In the span of a decade and a half, from 2010 to the end of 2024, the number of data centers in the US quadrupled. The trend is similar worldwide: more data centers, bigger, now or soon. The number of the construction projects of centers over 100 megawatts announced over the last four years total 377, according to data center certification and research agency Uptime Institute.
But before we allow Big Tech’s feverish race toward more compute, which environmentalists would not like us to allow, let us pause and consider another option: making do with what we have. Can we retrofit our current data centers to match the needs of our newest technology? Perhaps the building frenzy is not merited; perhaps we have all the facilities we need. A few upgrades here, some fresh servers over there, a new lick of paint, and voilà — an AI data center built from the shell of a legacy one.
“Most of the time what it’s going to mean is bulldozing the building and starting over from scratch.”
I took this idea to data center experts, who told me, in so many words, that no, our current data centers cannot readily be retrofitted to become AI superhouses. The problem is as physical as the ground you’re standing on: Legacy data centers cannot bear the weight of the latest AI technology. The racks that house computer chips or AI chips are simply too damn heavy for the floors, and they would crack under the weight.
Chris Brown, chief technical officer at Uptime Institute, summarized the situation: “We can retrofit the old ones to an extent, but not to the extent that a lot of these AI factories need.” Small sections of small data centers can accommodate small AI-focused workloads for a single Fortune 500 company, for example, he said. “But most of the time what it’s going to mean is bulldozing the building and starting over from scratch,” Brown said.
AI racks, the metal cabinets that house stacks of metal boxes called servers, which house the chips that do the computer or generative AI processing, have a weight problem. Thirty years ago, at the start of Brown’s career in data centers, racks averaged around 400 to 600 pounds. Think of the weight of a home refrigerator up to a baby grand piano. Now, it’s normal for racks to weigh 1,250 pounds to up to 2,500 pounds, falling in the range of a grizzly bear up to a Toyota Prius. But racks specialized with AI equipment fall to the upper end of the spectrum and beyond — Brown said the projected milestone weight of an AI rack is 5,000 pounds.

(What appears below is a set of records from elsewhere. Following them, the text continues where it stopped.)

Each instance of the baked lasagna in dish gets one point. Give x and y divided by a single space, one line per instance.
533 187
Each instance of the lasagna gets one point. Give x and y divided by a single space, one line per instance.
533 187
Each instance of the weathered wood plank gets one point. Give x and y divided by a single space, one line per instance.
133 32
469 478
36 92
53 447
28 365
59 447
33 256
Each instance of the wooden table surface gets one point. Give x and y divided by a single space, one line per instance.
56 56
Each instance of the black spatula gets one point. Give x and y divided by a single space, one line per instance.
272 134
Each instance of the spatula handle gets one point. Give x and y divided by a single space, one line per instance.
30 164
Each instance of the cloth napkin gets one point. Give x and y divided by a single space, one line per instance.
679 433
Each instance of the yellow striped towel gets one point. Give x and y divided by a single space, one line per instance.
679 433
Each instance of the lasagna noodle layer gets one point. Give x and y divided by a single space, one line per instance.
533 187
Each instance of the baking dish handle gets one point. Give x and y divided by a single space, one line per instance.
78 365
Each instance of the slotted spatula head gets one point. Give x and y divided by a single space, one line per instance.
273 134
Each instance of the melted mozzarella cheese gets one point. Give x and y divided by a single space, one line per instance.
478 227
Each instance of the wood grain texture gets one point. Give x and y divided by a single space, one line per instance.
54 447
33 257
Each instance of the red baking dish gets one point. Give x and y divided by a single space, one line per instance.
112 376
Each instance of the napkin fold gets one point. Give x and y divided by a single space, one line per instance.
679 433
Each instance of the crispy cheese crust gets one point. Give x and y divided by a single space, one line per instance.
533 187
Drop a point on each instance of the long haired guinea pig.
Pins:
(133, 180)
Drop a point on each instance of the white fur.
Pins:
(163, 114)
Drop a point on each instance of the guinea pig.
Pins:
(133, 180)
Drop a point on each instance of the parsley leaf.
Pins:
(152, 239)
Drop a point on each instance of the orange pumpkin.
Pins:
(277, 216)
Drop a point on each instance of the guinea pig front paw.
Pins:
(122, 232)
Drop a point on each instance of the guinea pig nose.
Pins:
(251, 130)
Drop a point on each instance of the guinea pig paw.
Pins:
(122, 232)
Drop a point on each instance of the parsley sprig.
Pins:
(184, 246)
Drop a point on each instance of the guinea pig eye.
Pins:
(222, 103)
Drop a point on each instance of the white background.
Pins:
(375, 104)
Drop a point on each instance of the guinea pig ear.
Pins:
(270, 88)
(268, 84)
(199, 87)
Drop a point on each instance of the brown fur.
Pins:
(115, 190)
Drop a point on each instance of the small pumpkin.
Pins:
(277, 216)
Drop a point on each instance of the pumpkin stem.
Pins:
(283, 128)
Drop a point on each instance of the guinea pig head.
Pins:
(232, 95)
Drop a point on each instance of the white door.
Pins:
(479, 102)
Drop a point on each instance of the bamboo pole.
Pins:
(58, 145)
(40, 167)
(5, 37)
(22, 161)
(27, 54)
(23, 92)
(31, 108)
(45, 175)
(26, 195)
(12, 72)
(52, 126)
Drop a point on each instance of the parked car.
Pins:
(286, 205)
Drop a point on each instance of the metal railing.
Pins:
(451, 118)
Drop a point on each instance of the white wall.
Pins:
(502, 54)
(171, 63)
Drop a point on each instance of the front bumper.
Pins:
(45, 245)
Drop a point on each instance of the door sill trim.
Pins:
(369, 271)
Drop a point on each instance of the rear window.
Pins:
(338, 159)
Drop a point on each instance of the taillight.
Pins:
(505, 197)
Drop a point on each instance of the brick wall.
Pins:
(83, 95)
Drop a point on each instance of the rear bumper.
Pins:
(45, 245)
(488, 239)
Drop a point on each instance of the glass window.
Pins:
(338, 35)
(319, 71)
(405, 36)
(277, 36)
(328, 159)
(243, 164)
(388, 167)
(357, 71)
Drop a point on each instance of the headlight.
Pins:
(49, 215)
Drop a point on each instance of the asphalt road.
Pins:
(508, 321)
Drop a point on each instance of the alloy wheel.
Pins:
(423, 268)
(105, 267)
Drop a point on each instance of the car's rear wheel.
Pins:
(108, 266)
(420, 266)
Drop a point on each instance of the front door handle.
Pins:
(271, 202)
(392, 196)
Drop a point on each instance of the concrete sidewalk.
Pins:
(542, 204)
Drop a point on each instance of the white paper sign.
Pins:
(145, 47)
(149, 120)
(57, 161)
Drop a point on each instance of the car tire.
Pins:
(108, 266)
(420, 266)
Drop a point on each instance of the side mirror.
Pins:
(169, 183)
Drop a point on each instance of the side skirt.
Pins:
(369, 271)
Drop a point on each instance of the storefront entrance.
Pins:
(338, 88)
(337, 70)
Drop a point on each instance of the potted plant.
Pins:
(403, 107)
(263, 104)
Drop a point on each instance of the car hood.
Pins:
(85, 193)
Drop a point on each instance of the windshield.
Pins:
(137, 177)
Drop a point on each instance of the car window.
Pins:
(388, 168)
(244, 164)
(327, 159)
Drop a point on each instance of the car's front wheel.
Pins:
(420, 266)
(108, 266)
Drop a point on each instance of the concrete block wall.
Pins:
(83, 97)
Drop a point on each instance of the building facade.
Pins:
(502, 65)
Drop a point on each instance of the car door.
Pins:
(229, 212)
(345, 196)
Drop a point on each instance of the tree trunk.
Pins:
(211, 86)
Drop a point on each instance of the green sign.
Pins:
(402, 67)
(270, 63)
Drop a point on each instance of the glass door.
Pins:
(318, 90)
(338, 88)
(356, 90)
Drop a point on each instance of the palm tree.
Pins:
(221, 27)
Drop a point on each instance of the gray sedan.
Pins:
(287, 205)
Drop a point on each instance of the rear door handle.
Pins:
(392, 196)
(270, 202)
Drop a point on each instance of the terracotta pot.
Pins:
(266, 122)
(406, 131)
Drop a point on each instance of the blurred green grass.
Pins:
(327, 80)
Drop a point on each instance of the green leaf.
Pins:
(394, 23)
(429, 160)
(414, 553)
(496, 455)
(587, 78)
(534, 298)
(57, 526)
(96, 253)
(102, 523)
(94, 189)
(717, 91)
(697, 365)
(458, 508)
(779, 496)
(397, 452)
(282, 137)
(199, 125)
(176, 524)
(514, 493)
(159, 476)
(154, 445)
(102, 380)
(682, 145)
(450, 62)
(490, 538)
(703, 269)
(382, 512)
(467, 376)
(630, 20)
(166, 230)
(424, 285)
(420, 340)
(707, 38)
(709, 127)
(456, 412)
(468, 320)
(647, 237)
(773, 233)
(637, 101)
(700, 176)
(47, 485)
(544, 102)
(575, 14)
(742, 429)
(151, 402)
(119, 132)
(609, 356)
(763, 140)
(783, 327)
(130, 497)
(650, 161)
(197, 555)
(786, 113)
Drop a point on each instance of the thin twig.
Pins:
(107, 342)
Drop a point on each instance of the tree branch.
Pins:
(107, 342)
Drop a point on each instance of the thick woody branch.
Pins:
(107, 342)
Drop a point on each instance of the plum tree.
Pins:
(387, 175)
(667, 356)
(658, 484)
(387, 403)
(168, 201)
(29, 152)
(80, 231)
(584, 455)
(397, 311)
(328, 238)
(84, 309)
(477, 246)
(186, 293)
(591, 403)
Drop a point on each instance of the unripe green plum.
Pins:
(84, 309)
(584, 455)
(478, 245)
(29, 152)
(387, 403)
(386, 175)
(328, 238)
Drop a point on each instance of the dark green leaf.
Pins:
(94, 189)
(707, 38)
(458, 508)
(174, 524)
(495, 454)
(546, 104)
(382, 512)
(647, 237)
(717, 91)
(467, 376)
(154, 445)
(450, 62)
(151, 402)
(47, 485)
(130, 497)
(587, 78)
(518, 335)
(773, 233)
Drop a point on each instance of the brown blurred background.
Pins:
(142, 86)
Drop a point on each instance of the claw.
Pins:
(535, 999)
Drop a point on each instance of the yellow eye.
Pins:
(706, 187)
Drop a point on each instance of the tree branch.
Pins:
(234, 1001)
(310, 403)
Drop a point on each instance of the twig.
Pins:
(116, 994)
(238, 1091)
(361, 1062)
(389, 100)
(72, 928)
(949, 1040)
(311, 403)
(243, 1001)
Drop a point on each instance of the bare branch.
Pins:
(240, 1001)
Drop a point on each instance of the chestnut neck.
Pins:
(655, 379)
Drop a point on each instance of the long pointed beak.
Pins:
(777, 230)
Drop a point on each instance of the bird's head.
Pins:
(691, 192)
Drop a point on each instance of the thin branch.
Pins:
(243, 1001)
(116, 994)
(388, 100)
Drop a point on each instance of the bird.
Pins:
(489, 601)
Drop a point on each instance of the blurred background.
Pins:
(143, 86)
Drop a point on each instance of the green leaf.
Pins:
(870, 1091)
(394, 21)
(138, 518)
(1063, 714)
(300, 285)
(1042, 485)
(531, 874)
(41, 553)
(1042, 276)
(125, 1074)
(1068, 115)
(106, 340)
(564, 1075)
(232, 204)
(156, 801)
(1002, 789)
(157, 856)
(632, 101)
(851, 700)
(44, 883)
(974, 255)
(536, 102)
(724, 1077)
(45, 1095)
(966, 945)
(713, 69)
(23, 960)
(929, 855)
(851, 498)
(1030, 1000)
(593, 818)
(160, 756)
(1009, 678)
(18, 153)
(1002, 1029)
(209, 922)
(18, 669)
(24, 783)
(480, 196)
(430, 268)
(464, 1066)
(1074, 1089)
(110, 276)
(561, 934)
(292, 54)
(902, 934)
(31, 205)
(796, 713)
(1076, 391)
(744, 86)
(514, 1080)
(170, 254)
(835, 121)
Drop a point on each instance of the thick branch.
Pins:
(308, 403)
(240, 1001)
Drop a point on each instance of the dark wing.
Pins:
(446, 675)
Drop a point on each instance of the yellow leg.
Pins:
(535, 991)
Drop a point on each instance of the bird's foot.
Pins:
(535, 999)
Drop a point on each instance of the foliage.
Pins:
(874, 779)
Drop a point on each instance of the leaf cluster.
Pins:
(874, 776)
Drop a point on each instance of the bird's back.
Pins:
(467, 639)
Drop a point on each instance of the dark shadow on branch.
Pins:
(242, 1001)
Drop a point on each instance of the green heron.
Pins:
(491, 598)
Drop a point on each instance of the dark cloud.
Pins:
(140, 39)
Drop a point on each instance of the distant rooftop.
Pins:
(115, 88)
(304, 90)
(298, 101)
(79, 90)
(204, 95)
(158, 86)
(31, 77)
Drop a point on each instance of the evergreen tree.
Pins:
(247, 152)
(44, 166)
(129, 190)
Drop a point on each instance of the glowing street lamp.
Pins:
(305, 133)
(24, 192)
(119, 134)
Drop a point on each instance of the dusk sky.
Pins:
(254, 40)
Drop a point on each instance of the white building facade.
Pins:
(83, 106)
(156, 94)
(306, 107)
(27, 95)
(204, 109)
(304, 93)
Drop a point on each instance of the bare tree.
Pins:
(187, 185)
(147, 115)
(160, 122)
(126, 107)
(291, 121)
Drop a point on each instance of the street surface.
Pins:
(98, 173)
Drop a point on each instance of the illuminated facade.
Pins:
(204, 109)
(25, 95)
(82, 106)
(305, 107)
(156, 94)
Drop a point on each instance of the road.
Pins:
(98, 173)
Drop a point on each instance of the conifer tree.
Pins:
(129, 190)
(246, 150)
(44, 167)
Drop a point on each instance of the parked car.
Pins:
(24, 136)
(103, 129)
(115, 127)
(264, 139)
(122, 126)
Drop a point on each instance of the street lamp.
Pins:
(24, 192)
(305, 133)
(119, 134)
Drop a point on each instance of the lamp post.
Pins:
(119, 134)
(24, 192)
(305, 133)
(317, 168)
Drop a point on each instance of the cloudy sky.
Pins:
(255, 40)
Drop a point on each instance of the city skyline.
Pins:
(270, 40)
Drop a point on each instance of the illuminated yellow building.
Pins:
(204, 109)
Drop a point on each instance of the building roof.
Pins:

The extra weight, Brown said, is due to the amount of electronics crammed into the metal racks. Gaps between GPUs slow data transmission, which slows AI model training, which wastes precious compute power and, ultimately, money. The latest high-density racks come packed with memory chips (leading to the decline of the global supply of RAM) and hundreds up to 1,000 GPUs. Whereas traditional computer chip workloads of a decade ago averaged around 10 kilowatts per rack, AI workloads are now 35 times that, up to 350 kilowatts per rack. “They’re packing as much as they can into each rack and putting racks as close together as humanly possible to maximize that capability,” he said.
More power generates more heat that needs to dissipate before a fire breaks out or the chips melt. Air blown over chips has been replaced or supplemented with cooling plates full of liquid, often a watery mixture of toxic coolants. Water weighs a little over 8 pounds per gallon. And don’t forget about the cables. There are often 10 to 35 racks lined up to form a single row in the bowels of a data center. In order to deliver enough power, the diameter of the cables, or a cable-like copper plate called a busway, needs to increase. (Imagine putting out a house fire with a kitchen sink faucet; better to spray water from a fire hose with its wide diameter.) Brown said that a modern busway weighs 37 pounds per linear foot.
“It’s all those things — it’s the weight of all the processors, all the memory, all of the chips that you need to be able to run the IT devices, all of the cooling hardware that you need inside of there,” he said. The structure of legacy data centers is not up to the task, Brown said. Many have raised floors, which top out at around 1,250 pounds per square foot for a static load, he noted. Dynamic loads, he said, such as a rack pushed across the floor, require higher weight bearing.
Even if you did reinforce the floor of an old center, other geometric problems persist, Chris McLean, president of data center construction firm Critical Facility Group, told The Verge. He has been designing data centers for nearly two decades, and the height of racks has grown by 3 feet during that time, from 6 feet to 9 feet. (The footprint has only increased from 2 by 2 feet to 2 by 3 feet.) The new height stands taller than industrial doorframes from a few years ago. Freight elevators, too, cannot withstand the weight of the gigantic racks, the apparatus on which they rest during moving, and the weight of the humans pushing the thing: “All of a sudden, you’re getting into a pretty beefy elevator for a multi-story,” McLean said.